Searching for the key using SIMD

Question

I have the following struct, which stores keys and generic user-specified values:

typedef struct {
        uint32_t  len;
        uint32_t  cap;
        int32_t  *keys;
        void     *vals;
} dict;

now I want to create a function which iterates over the keys and returns corresponding value.

The non-SIMD version:

void*
dict_find(dict *d, int32_t k, size_t s) {
        size_t i;
        i = 0;

        while (i < d->len) {
                if (d->keys[i] == k) {
                        void *p;
                        p = (uint8_t*)d->vals + i * s;

                        return p;
                }

                ++i;
        }

        return NULL;
}

I tried to vectorize the snippet above and came up with this:

void*
dict_find_simd(dict *d, int32_t k, size_t s) {
        __m256i ymm0;
        ymm0 = _mm256_broadcastd_epi32(*(__m128i*)&k);

        __m256i  ymm1;
        uint32_t i;
        int      m;
        uint8_t  b;

        i = 0;
        while (i < d->len) { // [d->len] is aligned in 32 byte box.
                ymm1 = _mm256_load_si256((__m256i*)(d->keys + i));
                ymm1 = _mm256_cmpeq_epi32(ymm1, ymm0);

                m = _mm256_movemask_epi8(ymm1);
                b = __builtin_ctz(m) >> 2;

                i += (8 +  b * d->len); // Artificially break the loop. 
                                        // Remember [i] stores the modified value.
        }

        if (i <= d->len)
                return NULL;

        i -= (8 + b * d->len); // Restore the modified value.
        i += b;

        void *p;
        p = (uint8_t*)d->vals + i * s;

        return p;
}

The function seems to be working correctly (didn't test it much)?
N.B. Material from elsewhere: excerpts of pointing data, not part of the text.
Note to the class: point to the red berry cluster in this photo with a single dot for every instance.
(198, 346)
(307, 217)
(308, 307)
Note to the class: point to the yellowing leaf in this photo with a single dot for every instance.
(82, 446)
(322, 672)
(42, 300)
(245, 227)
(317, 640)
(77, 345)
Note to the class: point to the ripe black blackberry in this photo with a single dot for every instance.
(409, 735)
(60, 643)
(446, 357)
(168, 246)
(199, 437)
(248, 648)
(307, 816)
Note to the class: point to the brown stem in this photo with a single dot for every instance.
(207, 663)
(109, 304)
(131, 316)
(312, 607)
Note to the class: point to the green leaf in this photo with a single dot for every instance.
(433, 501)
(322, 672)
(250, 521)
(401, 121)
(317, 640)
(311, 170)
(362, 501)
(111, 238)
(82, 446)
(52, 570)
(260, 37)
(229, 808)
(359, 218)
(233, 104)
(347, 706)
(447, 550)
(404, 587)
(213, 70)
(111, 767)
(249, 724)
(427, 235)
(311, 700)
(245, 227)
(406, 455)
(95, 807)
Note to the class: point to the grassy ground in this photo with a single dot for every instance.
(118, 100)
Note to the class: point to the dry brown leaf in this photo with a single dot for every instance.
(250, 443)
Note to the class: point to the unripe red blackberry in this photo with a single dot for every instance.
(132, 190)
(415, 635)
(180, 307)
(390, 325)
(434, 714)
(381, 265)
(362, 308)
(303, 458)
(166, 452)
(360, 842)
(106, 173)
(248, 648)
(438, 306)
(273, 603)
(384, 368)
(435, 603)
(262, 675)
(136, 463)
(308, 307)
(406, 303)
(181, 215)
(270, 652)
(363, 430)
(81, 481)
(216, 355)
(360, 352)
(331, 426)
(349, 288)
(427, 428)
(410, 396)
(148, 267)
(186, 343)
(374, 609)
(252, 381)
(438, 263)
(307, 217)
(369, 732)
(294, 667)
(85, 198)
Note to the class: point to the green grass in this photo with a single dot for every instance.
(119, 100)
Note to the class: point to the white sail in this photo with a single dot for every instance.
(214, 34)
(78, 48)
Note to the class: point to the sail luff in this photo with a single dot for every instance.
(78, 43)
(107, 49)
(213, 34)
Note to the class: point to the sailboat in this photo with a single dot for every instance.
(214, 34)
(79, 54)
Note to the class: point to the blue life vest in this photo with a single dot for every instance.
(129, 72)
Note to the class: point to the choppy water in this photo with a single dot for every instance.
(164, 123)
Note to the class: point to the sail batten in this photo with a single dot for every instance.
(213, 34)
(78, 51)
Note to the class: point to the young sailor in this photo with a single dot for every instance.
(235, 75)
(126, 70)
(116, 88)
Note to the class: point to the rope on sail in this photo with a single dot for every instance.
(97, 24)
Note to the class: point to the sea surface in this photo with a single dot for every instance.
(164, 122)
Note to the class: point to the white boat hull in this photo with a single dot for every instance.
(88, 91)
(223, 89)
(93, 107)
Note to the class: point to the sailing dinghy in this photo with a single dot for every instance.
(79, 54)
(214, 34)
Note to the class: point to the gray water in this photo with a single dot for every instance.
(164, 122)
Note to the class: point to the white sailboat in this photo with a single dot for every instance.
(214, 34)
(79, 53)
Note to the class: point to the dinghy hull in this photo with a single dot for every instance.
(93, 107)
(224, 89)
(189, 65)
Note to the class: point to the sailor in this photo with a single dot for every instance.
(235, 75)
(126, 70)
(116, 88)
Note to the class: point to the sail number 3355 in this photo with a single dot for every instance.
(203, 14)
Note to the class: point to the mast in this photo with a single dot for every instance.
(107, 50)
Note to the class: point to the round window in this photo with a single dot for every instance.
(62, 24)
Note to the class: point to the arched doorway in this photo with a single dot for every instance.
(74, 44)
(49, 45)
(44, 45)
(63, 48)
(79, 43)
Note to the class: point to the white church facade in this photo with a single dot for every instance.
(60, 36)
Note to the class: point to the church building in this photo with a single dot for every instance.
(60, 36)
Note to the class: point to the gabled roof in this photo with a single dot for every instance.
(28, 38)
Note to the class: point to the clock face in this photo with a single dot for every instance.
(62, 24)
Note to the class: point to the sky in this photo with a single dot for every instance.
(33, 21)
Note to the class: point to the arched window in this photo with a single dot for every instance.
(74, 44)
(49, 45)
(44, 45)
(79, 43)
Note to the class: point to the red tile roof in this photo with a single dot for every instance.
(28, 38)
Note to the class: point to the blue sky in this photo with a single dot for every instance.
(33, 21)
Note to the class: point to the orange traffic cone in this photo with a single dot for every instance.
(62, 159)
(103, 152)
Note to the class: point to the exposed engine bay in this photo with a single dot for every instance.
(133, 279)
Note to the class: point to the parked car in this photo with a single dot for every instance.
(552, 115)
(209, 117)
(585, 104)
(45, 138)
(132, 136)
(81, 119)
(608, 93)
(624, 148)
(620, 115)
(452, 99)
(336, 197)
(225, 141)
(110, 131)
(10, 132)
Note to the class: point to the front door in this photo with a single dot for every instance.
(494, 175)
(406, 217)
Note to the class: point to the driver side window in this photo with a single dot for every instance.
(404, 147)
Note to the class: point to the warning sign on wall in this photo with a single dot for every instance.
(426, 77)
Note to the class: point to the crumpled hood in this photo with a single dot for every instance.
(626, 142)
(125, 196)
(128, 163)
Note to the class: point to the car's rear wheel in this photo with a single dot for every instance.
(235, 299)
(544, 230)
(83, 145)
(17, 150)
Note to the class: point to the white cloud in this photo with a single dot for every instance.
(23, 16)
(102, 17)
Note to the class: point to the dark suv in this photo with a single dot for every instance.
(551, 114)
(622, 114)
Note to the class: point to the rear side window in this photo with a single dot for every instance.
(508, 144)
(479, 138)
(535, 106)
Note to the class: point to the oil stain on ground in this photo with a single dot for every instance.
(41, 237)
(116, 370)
BUT, there are 2 problems:

NOTE: I'm checking if the i > d->len then I return the pointer. The i can be overflowed and it will return NULL there. How can I solve this issue?
You might noticed that I'm using a combination of _mm256_movemask_epi8 and __builtin_ctz in order to get the index of found key. Is there a better way (maybe a single instruction that does get the position of non zero value) to do this (without AVX512)?

Andrey Semashev · Accepted Answer

I'm checking if the i > d->len then I return the pointer. The i can be overflowed and it will return NULL there. How can I solve this issue?

There are two ways you could handle the overflow (and a potential out-of-bound read caused by that).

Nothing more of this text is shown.